Since I started making television programmes there are three times as many human beings on earth. And we all want houses to live in and we want schools for our children and roads to travel upon. And most of these things have to come from the natural world. We need to recognise what the problem is, and then we can be more sensible about how we invade the natural world, and do it more economically, so we can look after the people who are born onto this planet. Unless we do that, we will spoil the entire world.

Science is proceeding at an extraordinary pace. I mean, if you felt the story of life was in a book and you’ve got to read to chapter 25 and then you’ve learnt it, how boring would that be? It’s continuous discovery and exciting revelation.

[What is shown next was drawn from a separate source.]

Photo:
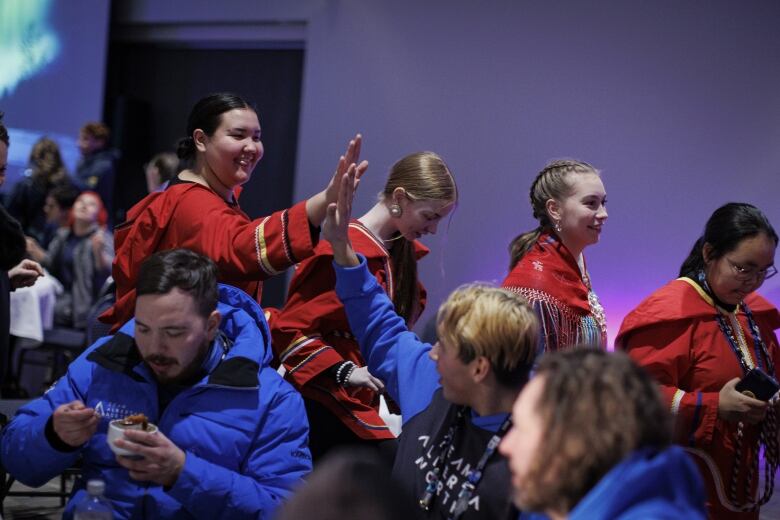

I relax on trips with books. I’m currently reading a biography of an extraordinary Newcastle wood engraver called Thomas Bewick, who was a very important figure in ornithology in the 19th century. I used to take a lot of music with me, but I don’t do that so much now.

I would have liked to have seen a marsupial wolf or the dodo.

David Attenborough

I also think rather more than I used to. Sometimes it feels you’re almost afraid to think these days, as there are so many things to divert you. I often see younger people wearing headphones and I think, ‘When do they think?’ How can you be alone with your thoughts and work things out if you’ve constantly got rhythms going into your head or you’re always looking at your iPad? When do you have time to think or to talk to other people?

If I have to fly, I always leave the house with a slight ‘here we go again’ feeling. I don’t get on an airplane with the excitement of sitting in a seat for another 14 hours. The best you can do is to shut your eyes and pretend it’s not happening and wait for it to be over. But soon enough I’ll be out there watching meerkats coming out of their burrows as the sun comes up over the Kalahari Desert, and I think, how can I be so lucky?

I was never much of a diver. I can dive in tanks and so on. When you dive alongside really good divers, you realise how inadequate you are, and I don’t dive much now – I snorkel.

We haven’t lost a major species in my lifetime, but there are a number that are very rare and some that have been reduced to a handful.There’s a bird in New Zealand called the kakapo, which is a flightless giant parrot; I think we were down to just three females. Because people care, that immediate danger has gone, but it’s still a very rare bird. I would have liked to have seen a marsupial wolf or the dodo, but that’s just me being inquisitive.